Medicaid is a federal-state partnership program governed by Title XIX of the Social Security Act of 1965. Each state-based Medicaid program operates under a legal contract between that state’s government and the federal government. The basic terms are that the federal government will provide funding to a state if it uses those funds to operate a Medicaid program in accordance with provisions of the legal contract, or “state plan.”[1]
Federal Medicaid law sets the allowable scope within which the parties — the U.S. Department of Health and Human Services and the state government — may contract.[2] A state may customize its Medicaid state plan in a number of ways, provided that those customized provisions are within the basic parameters set forth in Title XIX. Any changes to a state plan that are subsequently agreed to by the state and HHS take the form of a “state plan amendment.”[3] Thus, a Medicaid state plan amendment is an amendment to the underlying contract and carries the same legal weight as any other provisions of the state plan.
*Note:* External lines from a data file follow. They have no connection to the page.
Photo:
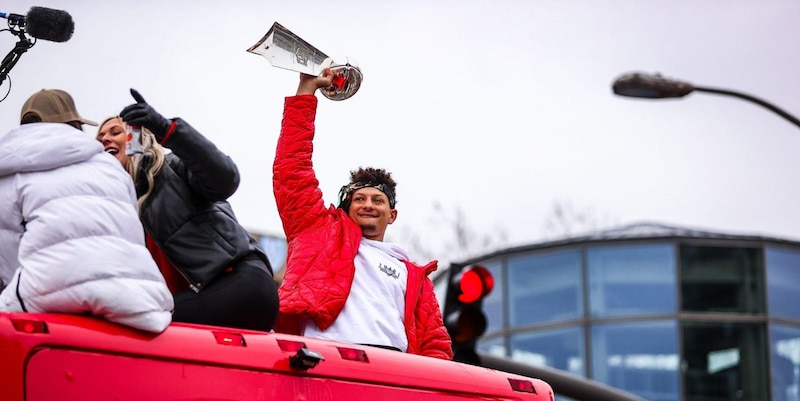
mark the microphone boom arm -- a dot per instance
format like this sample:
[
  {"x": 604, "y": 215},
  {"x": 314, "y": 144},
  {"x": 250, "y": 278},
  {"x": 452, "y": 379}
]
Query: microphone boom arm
[{"x": 14, "y": 55}]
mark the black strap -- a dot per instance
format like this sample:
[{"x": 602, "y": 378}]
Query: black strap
[{"x": 19, "y": 297}]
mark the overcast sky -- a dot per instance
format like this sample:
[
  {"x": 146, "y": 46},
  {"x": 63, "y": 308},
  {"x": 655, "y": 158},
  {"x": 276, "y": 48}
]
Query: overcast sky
[{"x": 499, "y": 108}]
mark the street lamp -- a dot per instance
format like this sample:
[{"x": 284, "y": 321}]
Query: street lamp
[{"x": 654, "y": 86}]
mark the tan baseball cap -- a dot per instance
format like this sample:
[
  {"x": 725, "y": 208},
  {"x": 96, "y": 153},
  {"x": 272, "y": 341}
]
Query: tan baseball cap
[{"x": 53, "y": 106}]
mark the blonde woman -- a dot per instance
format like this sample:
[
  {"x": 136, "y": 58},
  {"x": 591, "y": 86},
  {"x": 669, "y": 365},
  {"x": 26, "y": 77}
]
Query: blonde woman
[{"x": 217, "y": 272}]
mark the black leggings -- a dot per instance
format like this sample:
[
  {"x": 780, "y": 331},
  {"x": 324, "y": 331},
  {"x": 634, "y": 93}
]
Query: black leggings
[{"x": 244, "y": 298}]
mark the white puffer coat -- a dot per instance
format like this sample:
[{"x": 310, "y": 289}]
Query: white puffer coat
[{"x": 70, "y": 237}]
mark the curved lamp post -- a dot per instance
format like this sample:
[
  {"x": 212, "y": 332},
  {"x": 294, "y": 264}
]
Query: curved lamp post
[{"x": 654, "y": 86}]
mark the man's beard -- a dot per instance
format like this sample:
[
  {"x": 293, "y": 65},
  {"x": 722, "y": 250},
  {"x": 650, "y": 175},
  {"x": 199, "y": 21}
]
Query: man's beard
[{"x": 368, "y": 227}]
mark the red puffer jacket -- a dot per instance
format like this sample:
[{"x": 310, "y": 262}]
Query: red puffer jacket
[{"x": 323, "y": 243}]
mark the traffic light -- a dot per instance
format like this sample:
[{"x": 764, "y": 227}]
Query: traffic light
[{"x": 463, "y": 313}]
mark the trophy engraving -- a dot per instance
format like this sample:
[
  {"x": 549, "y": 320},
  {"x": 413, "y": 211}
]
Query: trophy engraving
[{"x": 284, "y": 49}]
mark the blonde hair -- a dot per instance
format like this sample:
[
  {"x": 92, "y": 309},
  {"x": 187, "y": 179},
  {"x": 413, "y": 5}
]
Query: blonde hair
[{"x": 150, "y": 146}]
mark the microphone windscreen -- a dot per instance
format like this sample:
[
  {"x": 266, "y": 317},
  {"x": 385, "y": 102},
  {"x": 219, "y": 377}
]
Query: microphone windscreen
[{"x": 49, "y": 24}]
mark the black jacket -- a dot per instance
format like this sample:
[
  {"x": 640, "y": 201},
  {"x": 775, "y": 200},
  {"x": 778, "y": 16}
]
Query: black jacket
[{"x": 187, "y": 214}]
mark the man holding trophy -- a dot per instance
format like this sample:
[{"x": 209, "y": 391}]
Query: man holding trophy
[{"x": 342, "y": 281}]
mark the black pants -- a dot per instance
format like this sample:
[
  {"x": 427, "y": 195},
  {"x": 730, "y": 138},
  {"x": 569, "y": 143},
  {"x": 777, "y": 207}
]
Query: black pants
[{"x": 245, "y": 298}]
For a state to adopt the Medicaid expansion, it must amend its Medicaid state plan to reflect that action, and HHS must agree to that amendment.[4] Once the state plan has been amended to include the expansion, that agreement becomes part of the legally enforceable state plan contract.[5] A state must be in compliance with its own state plan. The federal government enforces compliance by withholding federal funds.[6] The mere threat of withholding federal dollars can generally ensure compliance.
While Medicaid expansion under the ACA promises states more generous federal funding (“match rates”) for the expansion population, it does so by fundamentally transforming Medicaid programs. Instead of a cooperative program in which states were previously only required to provide coverage for certain categories of needy individuals (the elderly, blind, disabled, pregnant women, children and low-income parents and caretaker relatives with dependent children), the ACA turns Medicaid into a broad-based entitlement program, with participating states required to cover all individuals below age 65 and under 138 percent of the poverty level.[7] Consequently, the new beneficiaries will be able-bodied adults, and the vast majority of them (84 percent in Michigan and 90 percent in Ohio) have no dependent children.[8]
So long as a recipient meets this income criteria, the ACA’s expanded Medicaid program does not permit the states flexibility to, for example, limit the duration of benefits or condition the receipt of benefits on meeting work requirements, participating in drug testing programs or paying minimum copayments.[9] This lack of flexibility has been a major concern of Michigan and Ohio policymakers.